Arrivare a Vittorio Veneto di sera è sempre uno spettacolo: questo borgo in provincia di Treviso, oscurato dai colli, riesce a splendere di luce propria, ed è proprio in questa luce che si nasconde l’ex atelier dell’artista Veneto. Recentemente Nico ha deciso di allargare Codalunga, che tutt’ora sta prendendo forma: nella sala d’entrata ci sono tutte le produzioni della sua etichetta Von Archives (gestita insieme al video-artista Carlos Casas) e altre produzioni targate Codalunga/Nico Vascellari, proseguendo ci si ritrova in una stanza buia dove sono esposti dei suoi lavori presentati in occasione della sua personale “Bus de La Lum”, uscendo da quest’ultima si entra nella sala dove si svolgeranno i live. I due set sono già montati.

Poco dopo il nostro arrivo dj Conor Thomas inizia a mettere roba, dando il via a un set gelido che aprirà e concluderà la serata. I vinili che sceglie sono molto ricercati, non avrei idea di cosa stia appoggiando sui piatti, anche perché spesso il pezzo viene rallentato o velocizzato a piacere. Per quasi un’ora, dunque, il dj di Manchester “raffredda il dancefloor” con suoni che spaziano da canti pseudo-rituali a drone elettronici minimali, passando per folklorismi siderali e brani orfani di genere.

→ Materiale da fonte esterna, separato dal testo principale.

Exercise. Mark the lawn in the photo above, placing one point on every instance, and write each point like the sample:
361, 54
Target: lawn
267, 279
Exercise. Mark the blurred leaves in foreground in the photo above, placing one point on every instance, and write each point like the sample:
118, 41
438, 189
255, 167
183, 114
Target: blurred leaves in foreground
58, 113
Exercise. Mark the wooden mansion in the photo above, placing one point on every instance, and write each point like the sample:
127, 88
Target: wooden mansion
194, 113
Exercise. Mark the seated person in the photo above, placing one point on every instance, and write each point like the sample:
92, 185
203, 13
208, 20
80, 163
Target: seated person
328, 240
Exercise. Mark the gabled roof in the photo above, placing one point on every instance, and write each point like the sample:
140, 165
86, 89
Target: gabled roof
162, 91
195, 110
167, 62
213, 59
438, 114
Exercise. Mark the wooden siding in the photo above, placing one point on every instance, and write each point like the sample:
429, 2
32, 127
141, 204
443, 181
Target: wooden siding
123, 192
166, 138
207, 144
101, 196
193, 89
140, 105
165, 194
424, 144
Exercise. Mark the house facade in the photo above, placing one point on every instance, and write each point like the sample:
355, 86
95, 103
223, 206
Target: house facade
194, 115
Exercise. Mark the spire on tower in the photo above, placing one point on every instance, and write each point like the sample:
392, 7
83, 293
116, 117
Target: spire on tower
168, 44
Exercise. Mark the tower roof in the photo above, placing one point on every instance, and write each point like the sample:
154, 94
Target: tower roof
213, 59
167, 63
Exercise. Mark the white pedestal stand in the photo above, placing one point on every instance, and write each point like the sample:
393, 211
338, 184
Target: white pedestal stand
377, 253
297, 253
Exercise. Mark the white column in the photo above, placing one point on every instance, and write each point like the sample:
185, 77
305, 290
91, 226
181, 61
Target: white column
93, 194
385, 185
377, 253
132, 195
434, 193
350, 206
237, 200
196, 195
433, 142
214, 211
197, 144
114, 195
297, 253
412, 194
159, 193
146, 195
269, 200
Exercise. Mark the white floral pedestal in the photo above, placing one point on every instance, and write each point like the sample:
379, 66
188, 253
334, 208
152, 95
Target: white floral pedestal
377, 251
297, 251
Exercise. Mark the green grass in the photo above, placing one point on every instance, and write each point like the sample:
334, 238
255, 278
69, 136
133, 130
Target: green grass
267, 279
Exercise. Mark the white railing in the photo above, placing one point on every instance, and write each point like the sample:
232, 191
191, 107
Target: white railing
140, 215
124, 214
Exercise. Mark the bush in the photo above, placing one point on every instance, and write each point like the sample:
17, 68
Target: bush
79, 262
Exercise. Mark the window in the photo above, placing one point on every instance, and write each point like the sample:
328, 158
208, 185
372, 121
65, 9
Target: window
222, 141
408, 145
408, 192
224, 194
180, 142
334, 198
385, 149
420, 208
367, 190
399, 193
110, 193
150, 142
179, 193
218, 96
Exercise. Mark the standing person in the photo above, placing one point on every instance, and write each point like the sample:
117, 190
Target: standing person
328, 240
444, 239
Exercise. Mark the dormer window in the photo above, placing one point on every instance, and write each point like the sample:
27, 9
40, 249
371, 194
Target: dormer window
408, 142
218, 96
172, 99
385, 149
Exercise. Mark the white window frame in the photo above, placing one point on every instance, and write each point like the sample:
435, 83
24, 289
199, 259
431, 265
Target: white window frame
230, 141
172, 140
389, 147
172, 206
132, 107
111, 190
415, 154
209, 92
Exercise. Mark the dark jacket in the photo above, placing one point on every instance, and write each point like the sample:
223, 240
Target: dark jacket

Durante quasi tutta quest’ora Dominick sparisce in raccoglimento pre-live, dato che Prurient funge da sfogo alla sua rabbia repressa fino all’ultimo momento, ma – avendolo incrociato prima che il dj set iniziasse – siamo riusciti lo stesso a scambiarci due parole, e queste due parole erano pleasure ground! Infatti il noiser di New York ci confida che stasera ha intenzione di tornare indietro al 2006 per suonare quel capolavoro – che mi ha avvicinato alla sua musica – uscito per la Load Records. Quando Fernow ricompare è visibilmente pieno di energia negativa, dj Conor Thomas ha appena finito e siamo entusiasti all’idea di ciò che le nostre orecchie subiranno. La performance inizia senza complimenti, Prurient suona di spalle, generando volume fin dall’inizio, colpendo i pedali come fossero volti di persone odiate, quand’ecco che dalle casse si sente l’inconfondibile suono di “Apple Tree Victim”, l’ultimo pezzo di Pleasure Ground, che però non viene semplicemente riprodotto, le modifiche sono pesanti, e dopo qualche minuto si sente l’intreccio con “Military Road”. Per tutto il concerto la danza fra queste due lunghissime tracce diviene un live esemplare. Prurient sgomita, urla, picchia, si avvicina al pubblico e reagisce alla staticità della situazione, incute quasi timore. Tutto sta quasi per giungere al termine quando tre minuti di potentissimo harsh ad alte frequenze violentano il nostro udito, ma nessuno osa pararsi le orecchie. Il live va vissuto, è appunto vivo, fisico, doloroso. Prurient sparisce, dj Conor Thomas gira i dischi, noi torniamo a casa zittiti.